17 En het is geschied, toen Farao het volk had laten trekken, zo leidde hen God niet op den weg van het land der Filistijnen, hoewel die nader was; want God zeide: Dat het den volke niet rouwe, als zij den strijd zien zouden, en wederkeren naar Egypte.
Now after Pharaoh had let the people go, God did not take them through the land of the Philistines, though that was near: for God said, If the people see war, they may have a change of heart and go back to Egypt.
18 Maar God leidde het volk om, langs den weg van de woestijn der Schelfzee. De kinderen Israels nu togen bij vijven uit Egypteland.
But God took the people round by the waste land near the Red Sea: and the children of Israel went up in fighting order out of the land of Egypt.

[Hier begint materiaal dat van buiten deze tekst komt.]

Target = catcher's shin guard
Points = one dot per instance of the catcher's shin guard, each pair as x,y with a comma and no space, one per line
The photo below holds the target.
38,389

19 En Mozes nam de beenderen van Jozef met zich; want hij had met een zwaren eed de kinderen Israels bezworen, zeggende: God zal ulieden voorzeker bezoeken; voert dan mijn beenderen met ulieden op van hier!
And Moses took the bones of Joseph with him, for Joseph had made the children of Israel take an oath, saying, God will certainly keep you in mind; and you are to take my bones away with you.
20 Alzo reisden zij uit Sukkoth; en zij legerden zich in Etham, aan het einde der woestijn.
Then they went on their journey from Succoth, and put up their tents in Etham at the edge of the waste land.
21 En de HEERE toog voor hun aangezicht, des daags in een wolkkolom, dat Hij hen op den weg leidde, en des nachts in een vuurkolom, dat Hij hen lichtte, om voort te gaan dag en nacht.
And the Lord went before them by day in a pillar of cloud, guiding them on their way; and by night in a pillar of fire to give them light: so that they were able to go on day and night:
22 Hij nam de wolkkolom des daags, noch de vuurkolom des nachts niet weg van het aangezicht des volks.
The pillar of cloud went ever before them by day, and the pillar of fire by night.